Les Marais de la Haine est un mélange de survival et d'éléments proches de rape and revenge puisque techniquement le film ne comporte aucun viol véritable mais plusieurs tentatives. Bien moins crapoteux que ne pouvait le laisser entrevoir à priori son équation rednecks + vengeance + viol, le film s'oriente surtout vers le thriller rural et le survival marécageux. Toutes proportions gardées le film pourra même par certains aspect faire penser à un vieil ancêtre féministe de Rambo surtout lorsque les cinq mâles venus pour chasser Désirée comprennent que ce sont finalement eux les proies d'une jeune femme capable de fabriquer des pièges (parfois un peu foireux) et qui surtout possède une parfaite connaissance du terrain.
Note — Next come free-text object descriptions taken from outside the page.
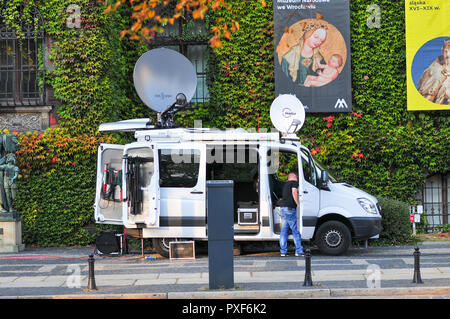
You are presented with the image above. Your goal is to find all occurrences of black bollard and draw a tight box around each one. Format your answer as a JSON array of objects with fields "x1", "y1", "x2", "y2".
[
  {"x1": 303, "y1": 248, "x2": 313, "y2": 287},
  {"x1": 87, "y1": 254, "x2": 98, "y2": 290},
  {"x1": 412, "y1": 246, "x2": 424, "y2": 284}
]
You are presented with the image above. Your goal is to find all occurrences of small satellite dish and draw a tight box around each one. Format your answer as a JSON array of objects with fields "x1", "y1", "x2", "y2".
[
  {"x1": 133, "y1": 48, "x2": 197, "y2": 113},
  {"x1": 270, "y1": 94, "x2": 306, "y2": 135}
]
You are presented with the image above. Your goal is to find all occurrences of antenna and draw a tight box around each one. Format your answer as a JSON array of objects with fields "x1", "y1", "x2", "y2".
[
  {"x1": 270, "y1": 94, "x2": 306, "y2": 139},
  {"x1": 133, "y1": 48, "x2": 197, "y2": 128}
]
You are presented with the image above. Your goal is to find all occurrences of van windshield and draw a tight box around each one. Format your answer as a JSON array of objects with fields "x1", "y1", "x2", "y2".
[{"x1": 312, "y1": 157, "x2": 338, "y2": 183}]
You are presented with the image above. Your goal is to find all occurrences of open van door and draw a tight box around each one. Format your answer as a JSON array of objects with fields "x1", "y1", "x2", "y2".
[
  {"x1": 298, "y1": 146, "x2": 320, "y2": 239},
  {"x1": 123, "y1": 143, "x2": 160, "y2": 228},
  {"x1": 94, "y1": 144, "x2": 125, "y2": 225}
]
Même si l'ensemble n'est pas d'une intensité des plus palpitante et que le film se perd parfois dans des séquences qui reviennent trop en boucle jusqu'à devenir lassantes comme les poursuites en bateau sur les marais, Les Marais de la Haine reste une série B tout à fait fréquentable.
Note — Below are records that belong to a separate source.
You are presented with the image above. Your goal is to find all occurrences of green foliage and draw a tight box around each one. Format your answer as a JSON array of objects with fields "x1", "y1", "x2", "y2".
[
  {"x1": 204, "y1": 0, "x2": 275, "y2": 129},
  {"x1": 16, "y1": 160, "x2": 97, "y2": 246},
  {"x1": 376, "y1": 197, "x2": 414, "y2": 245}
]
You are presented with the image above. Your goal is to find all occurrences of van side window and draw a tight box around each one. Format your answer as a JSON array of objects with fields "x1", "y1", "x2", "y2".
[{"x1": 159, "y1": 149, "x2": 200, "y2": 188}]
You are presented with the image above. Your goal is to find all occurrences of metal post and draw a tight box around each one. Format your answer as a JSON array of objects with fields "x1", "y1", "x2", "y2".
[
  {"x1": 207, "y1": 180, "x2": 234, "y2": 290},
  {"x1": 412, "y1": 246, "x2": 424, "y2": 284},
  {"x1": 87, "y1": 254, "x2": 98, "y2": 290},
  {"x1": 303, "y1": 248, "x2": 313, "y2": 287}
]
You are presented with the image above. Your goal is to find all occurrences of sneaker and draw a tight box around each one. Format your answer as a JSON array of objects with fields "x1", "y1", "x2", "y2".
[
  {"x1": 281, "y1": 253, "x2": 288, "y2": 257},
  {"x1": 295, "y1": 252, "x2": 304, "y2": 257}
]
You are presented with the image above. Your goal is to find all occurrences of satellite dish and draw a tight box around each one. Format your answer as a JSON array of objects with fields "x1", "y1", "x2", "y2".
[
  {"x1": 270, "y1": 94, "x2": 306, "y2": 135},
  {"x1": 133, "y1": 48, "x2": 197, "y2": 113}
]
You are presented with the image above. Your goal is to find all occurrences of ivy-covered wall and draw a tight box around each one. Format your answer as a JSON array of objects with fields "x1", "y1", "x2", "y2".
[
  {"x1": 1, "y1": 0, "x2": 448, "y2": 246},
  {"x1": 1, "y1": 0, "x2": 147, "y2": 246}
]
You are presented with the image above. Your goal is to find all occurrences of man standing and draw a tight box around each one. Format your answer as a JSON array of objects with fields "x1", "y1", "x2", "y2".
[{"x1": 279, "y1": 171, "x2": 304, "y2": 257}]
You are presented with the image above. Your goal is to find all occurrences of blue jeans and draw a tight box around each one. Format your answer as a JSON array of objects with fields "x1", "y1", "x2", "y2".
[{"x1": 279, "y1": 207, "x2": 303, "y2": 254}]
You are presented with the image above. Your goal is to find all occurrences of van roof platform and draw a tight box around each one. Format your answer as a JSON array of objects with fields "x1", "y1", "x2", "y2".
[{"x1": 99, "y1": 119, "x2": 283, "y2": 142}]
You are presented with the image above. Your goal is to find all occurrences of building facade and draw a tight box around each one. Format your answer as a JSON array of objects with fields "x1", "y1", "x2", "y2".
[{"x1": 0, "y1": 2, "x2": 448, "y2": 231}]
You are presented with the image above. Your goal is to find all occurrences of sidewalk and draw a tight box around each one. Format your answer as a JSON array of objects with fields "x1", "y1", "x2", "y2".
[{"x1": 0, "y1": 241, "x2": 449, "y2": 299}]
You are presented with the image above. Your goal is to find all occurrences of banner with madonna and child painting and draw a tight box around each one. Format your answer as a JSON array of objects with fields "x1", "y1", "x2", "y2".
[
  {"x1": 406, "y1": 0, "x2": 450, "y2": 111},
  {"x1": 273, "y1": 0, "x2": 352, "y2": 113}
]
Le film doit aussi beaucoup aux charmes de son actrice principale, l'ancienne playmate Claudia Jennings qui n'est sans doute pas la plus extraordinaire des comédiennes mais qui possède un véritable charisme et une forte présence à l'écran. Jeune fille indépendante et bien badass c'est un plaisir de la voir entre sauvageonne et mère de substitution protéger ses proches tout en dégommant les hommes qui lui souhaite du mal. Les Marais de la Haine restera malheureusement l'un de ses seuls et derniers grand rôle à l'écran puisque la comédienne se tuera tragiquement dans un accident de voiture avant de dépasser la trentaine.
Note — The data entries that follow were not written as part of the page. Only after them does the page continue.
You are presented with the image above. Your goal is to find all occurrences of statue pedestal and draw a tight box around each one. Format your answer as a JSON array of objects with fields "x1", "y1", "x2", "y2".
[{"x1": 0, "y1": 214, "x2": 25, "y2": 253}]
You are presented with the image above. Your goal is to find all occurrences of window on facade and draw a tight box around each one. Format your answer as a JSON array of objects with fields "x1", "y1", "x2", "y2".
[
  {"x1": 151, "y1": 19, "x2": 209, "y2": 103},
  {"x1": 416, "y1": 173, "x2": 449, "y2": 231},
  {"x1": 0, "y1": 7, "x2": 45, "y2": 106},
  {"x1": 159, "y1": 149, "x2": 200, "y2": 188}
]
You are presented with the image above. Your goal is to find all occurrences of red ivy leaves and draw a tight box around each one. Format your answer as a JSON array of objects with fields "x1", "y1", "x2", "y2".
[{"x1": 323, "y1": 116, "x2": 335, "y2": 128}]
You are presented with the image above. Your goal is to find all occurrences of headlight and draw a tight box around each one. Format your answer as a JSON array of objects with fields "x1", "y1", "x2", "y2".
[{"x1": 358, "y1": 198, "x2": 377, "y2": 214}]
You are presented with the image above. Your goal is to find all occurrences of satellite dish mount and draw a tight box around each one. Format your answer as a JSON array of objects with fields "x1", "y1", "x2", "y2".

Le reste du casting n'est pas franchement mauvais non plus même si parfois les comédiens ont tendance à surjouer un peu. Mais surtout le scénario dépasse un petit peu les archétypes d'un seul bloc pour donner un peu d'épaisseur à chaque personnage loin de la simple caricature du bouseux crétin, inculte et cradingue. Le shérif possède un background plutôt émouvant avec la mère de Désirée, un des rednecks va dépasser ses pulsions purement sexuelles en allant jusqu'à vouloir épouser sa victime et un autre (dont Désirée à couper les roustons après une tentative de viol) trouvera dans le bout de son canon de fusil un substitut à sa virilité défaillante … On est évidement pas dans l'étude de mœurs pointu mais un poil au dessus également d'un simple antagonisme entre gentille victime et vilains péquenots.
Les Marais de la Haine est donc une bonne petite série B d'exploitation, certes le ne propose rien de mémorable mais se laisse regarder sans soucis.